Friday, 29 March 2013

Determining the Necessary Improvement to Move Up in the Standings

In an earlier post, I discussed the Pythagorean formula for estimating winning percentage from runs for and runs against.

In this post, I will use the Pythagorean formula to determine the necessary improvement the last place team in a league would need to make to move up in the standings.

There were seven teams in the league and I found the average and standard deviaton of the winning percentages for the league. Then based on the rank, I found the percentile for the inverse normal distribution. Then based on the percentile and the average and standard deviation, I found the expected winning percentage for each of the teams in the league.

I assumed that the last place team would need to improve their offensive and their defensive equally to move up in the standings. That is, the runs for would need to increase and the runs against would need to decrease by the same amount. 

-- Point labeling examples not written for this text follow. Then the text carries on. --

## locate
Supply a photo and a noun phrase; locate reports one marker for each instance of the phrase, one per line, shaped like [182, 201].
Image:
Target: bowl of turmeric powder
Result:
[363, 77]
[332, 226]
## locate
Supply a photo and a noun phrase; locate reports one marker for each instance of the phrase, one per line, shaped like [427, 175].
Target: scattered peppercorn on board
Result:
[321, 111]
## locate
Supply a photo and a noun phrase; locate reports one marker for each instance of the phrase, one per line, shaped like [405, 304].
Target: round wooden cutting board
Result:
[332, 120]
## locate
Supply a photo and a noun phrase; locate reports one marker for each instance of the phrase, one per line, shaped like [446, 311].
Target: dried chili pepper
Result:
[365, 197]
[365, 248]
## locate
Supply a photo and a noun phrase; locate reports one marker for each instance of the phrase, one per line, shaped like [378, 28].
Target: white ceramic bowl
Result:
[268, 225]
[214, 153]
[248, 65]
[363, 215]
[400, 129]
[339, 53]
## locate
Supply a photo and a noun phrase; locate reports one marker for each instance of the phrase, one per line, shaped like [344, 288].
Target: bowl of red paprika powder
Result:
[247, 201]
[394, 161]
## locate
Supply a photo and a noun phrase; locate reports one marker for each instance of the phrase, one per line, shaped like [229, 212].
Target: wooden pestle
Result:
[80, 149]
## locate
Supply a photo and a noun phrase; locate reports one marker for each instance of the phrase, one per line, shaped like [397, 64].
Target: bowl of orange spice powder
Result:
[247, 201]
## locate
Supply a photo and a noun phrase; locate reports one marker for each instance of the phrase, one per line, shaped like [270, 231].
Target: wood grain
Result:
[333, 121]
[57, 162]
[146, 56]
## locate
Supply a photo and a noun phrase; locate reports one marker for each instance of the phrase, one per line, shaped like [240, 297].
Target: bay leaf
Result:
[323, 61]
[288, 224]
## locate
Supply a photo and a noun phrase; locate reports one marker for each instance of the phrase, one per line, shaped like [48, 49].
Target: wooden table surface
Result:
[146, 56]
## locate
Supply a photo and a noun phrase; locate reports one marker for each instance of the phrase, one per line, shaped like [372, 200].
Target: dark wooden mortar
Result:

rank percentile win pct runs for runs against change
1 0.88 0.636 119 90 29
2 0.75 0.580 113 96 23
3 0.63 0.538 109 100 19
4 0.50 0.500 105 105 15
5 0.38 0.462 101 108 11
6 0.25 0.420 96 113 6
7 0.13 0.364 90 119 0

Thus if the top four teams of the seven team league make the playoffs, the last place team from 2012 would have to increase their runs for by 15 and decrease their runs against by 15 in 2013.